Bring a large pot of salted water to a boil, then add the pasta and cook until just al dente, about 8-10 minutes. Drain and set aside, reserving a splash of pasta water.
While the pasta cooks, chop the bell peppers into thin strips and slice the zucchini into rounds or half-moons. Halve the cherry tomatoes and set aside.
Heat the olive oil in a large skillet over medium-high heat until shimmering and slightly fragrant. Add the bell peppers and zucchini, then sauté, stirring occasionally, until the vegetables soften and develop some charred edges, about 5-7 minutes.
Add the minced garlic to the skillet and cook for about 30 seconds, until fragrant and just beginning to turn golden. Be careful not to burn it.

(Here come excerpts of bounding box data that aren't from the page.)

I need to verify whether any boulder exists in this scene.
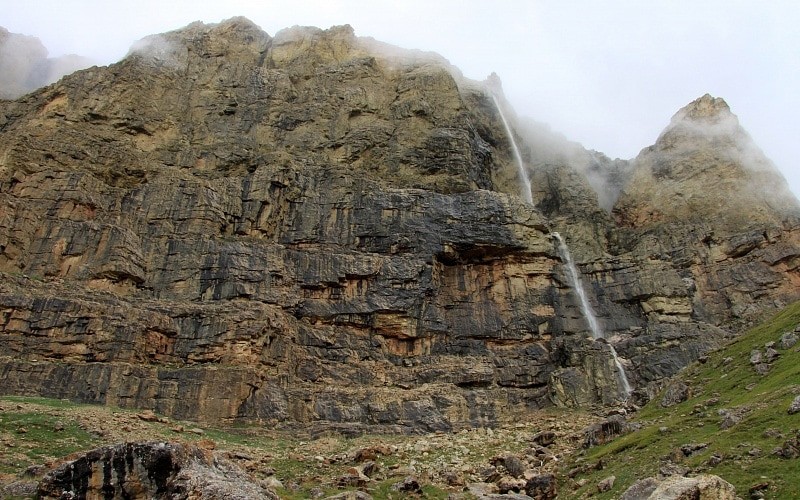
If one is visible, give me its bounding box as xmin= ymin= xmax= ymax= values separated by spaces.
xmin=37 ymin=442 xmax=278 ymax=500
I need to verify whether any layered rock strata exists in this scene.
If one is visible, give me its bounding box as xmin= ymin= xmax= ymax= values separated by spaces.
xmin=0 ymin=18 xmax=800 ymax=432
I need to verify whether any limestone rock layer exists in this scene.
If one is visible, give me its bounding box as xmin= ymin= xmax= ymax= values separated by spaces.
xmin=0 ymin=18 xmax=800 ymax=432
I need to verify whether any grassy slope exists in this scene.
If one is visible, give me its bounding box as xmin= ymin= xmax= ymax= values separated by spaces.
xmin=565 ymin=302 xmax=800 ymax=498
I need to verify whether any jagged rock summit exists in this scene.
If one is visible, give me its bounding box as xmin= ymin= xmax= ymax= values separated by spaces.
xmin=614 ymin=94 xmax=800 ymax=231
xmin=0 ymin=18 xmax=800 ymax=432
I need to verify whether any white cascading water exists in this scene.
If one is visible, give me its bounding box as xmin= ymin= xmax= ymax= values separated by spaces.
xmin=491 ymin=93 xmax=633 ymax=399
xmin=552 ymin=232 xmax=633 ymax=398
xmin=492 ymin=94 xmax=533 ymax=205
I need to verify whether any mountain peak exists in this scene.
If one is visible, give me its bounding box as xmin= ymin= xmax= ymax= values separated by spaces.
xmin=672 ymin=94 xmax=738 ymax=124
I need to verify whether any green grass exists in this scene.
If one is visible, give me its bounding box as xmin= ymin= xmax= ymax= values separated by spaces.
xmin=0 ymin=413 xmax=99 ymax=473
xmin=564 ymin=303 xmax=800 ymax=499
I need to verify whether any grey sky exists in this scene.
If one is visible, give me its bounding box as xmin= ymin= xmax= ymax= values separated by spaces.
xmin=0 ymin=0 xmax=800 ymax=199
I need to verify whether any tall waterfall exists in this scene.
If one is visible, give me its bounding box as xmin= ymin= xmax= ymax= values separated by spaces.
xmin=552 ymin=232 xmax=633 ymax=398
xmin=492 ymin=94 xmax=533 ymax=205
xmin=491 ymin=93 xmax=633 ymax=398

Stir in the halved cherry tomatoes and cook for another 2-3 minutes until they soften slightly and release their juices, filling the skillet with bright aroma.
Add the drained pasta to the skillet, tossing gently to combine everything. If the mixture seems dry, add a splash of reserved pasta water to loosen and help everything meld together.

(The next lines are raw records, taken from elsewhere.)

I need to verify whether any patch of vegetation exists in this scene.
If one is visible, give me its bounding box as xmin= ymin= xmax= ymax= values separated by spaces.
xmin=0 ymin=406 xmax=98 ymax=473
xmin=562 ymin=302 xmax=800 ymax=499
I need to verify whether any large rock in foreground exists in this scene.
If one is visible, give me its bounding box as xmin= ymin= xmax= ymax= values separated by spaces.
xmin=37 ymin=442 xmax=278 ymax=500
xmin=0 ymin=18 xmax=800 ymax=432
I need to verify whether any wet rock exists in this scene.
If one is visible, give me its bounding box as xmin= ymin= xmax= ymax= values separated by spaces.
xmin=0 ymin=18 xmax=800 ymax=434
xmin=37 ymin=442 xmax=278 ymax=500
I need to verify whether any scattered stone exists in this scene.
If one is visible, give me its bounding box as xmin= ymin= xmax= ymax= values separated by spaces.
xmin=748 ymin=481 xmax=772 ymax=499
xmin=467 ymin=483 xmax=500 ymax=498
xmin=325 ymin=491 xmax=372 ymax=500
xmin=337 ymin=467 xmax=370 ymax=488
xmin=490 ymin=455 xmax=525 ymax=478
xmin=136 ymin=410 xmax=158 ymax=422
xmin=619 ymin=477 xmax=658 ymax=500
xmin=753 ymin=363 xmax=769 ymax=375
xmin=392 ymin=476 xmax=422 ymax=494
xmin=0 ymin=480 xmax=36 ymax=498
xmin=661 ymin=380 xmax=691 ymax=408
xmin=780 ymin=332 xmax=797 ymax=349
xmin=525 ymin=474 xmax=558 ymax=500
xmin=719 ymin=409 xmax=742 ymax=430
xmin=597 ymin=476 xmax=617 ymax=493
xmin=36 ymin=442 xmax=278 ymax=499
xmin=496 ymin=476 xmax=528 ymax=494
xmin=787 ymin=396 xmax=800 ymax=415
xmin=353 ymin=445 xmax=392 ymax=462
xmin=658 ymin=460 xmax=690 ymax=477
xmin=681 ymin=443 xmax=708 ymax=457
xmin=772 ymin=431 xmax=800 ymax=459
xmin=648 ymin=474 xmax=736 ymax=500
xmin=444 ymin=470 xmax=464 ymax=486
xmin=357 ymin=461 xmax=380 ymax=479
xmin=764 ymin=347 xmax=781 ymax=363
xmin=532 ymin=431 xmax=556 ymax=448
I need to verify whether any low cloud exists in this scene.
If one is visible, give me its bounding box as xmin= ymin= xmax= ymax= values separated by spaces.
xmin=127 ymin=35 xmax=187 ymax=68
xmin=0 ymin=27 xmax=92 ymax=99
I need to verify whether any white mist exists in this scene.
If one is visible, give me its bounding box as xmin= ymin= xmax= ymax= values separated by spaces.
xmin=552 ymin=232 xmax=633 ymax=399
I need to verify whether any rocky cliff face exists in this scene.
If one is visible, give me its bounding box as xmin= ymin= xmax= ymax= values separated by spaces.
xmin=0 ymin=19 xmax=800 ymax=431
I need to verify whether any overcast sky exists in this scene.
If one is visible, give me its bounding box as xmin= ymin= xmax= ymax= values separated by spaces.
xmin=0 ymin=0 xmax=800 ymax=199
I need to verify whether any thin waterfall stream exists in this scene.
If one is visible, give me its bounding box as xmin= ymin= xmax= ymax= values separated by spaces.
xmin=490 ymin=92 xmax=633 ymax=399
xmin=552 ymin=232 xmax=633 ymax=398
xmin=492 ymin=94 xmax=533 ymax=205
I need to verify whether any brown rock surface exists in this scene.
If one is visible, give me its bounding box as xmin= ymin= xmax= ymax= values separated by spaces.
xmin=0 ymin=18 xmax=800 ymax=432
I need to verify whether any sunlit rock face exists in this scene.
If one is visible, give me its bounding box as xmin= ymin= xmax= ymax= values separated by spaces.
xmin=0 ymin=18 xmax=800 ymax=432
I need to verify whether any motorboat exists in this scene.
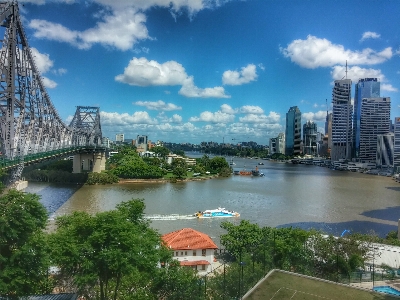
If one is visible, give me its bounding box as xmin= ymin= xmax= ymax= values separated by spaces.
xmin=194 ymin=207 xmax=240 ymax=218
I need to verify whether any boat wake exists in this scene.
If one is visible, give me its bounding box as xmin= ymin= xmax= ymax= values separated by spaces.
xmin=144 ymin=214 xmax=197 ymax=221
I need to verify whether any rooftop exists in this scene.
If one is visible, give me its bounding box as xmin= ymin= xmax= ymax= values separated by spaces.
xmin=162 ymin=228 xmax=218 ymax=250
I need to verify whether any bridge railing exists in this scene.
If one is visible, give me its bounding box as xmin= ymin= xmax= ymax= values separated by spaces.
xmin=0 ymin=146 xmax=107 ymax=169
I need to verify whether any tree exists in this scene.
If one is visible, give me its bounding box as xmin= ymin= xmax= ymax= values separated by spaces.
xmin=49 ymin=199 xmax=165 ymax=300
xmin=0 ymin=189 xmax=52 ymax=297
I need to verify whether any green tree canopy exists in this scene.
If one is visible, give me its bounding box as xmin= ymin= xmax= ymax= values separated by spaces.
xmin=0 ymin=189 xmax=51 ymax=297
xmin=49 ymin=199 xmax=164 ymax=299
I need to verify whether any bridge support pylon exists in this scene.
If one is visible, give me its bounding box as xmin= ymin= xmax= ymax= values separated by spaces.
xmin=72 ymin=152 xmax=106 ymax=173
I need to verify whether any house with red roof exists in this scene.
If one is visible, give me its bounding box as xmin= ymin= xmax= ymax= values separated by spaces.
xmin=162 ymin=228 xmax=218 ymax=274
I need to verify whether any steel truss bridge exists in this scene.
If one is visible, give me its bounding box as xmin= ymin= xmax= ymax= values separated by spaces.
xmin=0 ymin=1 xmax=105 ymax=184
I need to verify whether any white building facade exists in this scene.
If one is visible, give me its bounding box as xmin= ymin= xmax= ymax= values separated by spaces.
xmin=359 ymin=97 xmax=391 ymax=162
xmin=331 ymin=79 xmax=353 ymax=161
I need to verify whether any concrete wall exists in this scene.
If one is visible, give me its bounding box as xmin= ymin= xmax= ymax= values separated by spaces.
xmin=72 ymin=152 xmax=106 ymax=173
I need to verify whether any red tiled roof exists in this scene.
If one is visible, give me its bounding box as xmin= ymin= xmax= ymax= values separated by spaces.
xmin=180 ymin=260 xmax=210 ymax=266
xmin=162 ymin=228 xmax=218 ymax=250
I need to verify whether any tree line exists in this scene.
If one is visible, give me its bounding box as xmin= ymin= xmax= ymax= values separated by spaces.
xmin=0 ymin=183 xmax=394 ymax=300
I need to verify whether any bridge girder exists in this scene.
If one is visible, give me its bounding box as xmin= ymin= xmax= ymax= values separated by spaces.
xmin=0 ymin=1 xmax=102 ymax=181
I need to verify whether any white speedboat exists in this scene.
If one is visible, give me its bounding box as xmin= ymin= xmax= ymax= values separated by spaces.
xmin=194 ymin=207 xmax=240 ymax=218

Sprinkle the freshly grated Parmesan cheese over the pasta and vegetables, tossing again to evenly distribute the cheesy goodness. Season with salt and freshly ground black pepper to taste.

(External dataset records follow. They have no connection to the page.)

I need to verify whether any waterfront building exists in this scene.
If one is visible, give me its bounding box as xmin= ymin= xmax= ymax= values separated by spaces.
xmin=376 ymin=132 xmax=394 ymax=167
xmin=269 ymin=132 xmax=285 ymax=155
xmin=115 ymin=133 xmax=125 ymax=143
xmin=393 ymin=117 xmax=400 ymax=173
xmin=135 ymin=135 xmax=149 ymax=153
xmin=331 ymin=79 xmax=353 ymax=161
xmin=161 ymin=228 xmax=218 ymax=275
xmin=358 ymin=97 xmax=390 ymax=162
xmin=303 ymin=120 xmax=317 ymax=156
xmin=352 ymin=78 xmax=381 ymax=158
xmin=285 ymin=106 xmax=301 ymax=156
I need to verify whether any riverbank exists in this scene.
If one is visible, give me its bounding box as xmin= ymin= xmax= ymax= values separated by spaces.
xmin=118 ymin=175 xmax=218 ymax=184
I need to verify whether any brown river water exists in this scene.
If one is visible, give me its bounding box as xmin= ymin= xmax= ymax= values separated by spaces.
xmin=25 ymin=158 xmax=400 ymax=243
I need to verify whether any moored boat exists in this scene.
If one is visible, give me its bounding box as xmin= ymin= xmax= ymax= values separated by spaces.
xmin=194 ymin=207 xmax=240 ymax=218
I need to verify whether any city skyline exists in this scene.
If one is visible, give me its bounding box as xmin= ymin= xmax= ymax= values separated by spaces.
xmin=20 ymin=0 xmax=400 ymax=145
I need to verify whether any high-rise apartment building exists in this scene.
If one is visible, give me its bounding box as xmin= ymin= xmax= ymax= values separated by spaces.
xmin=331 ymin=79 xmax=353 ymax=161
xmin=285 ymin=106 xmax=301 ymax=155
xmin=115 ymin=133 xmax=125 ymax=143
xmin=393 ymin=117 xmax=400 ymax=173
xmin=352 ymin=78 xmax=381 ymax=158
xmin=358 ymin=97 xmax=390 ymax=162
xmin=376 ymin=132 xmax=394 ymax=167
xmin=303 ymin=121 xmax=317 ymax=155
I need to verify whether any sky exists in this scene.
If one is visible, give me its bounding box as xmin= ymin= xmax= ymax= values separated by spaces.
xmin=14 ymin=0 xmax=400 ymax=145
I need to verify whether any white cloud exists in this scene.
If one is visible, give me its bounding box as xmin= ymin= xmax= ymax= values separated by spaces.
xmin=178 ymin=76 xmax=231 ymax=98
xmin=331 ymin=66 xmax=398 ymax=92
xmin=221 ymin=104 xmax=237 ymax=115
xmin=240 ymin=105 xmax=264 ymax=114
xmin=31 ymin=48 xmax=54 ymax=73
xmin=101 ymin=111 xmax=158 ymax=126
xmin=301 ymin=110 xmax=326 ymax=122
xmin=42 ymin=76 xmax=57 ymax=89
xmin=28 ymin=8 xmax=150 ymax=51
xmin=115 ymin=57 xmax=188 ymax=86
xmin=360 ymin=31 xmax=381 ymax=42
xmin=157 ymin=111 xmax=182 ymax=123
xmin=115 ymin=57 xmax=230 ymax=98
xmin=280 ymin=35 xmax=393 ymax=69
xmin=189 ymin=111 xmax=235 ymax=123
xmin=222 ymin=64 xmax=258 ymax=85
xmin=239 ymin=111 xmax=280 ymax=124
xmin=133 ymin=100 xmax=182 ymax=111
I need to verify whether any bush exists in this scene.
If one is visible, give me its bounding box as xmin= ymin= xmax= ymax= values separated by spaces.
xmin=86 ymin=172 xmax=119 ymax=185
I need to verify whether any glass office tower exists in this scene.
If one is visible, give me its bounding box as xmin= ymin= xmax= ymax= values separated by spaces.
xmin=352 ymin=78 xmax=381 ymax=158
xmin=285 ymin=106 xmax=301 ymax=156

Cook for another minute to allow the cheese to melt and the flavors to meld, then remove from heat. The dish should look vibrant, with the colorful vegetables coated in a light, fragrant sauce.
Serve immediately, garnished with extra Parmesan or fresh herbs if desired. Enjoy the tender pasta with the crisp-tender, slightly charred vegetables and bright, cheesy flavor!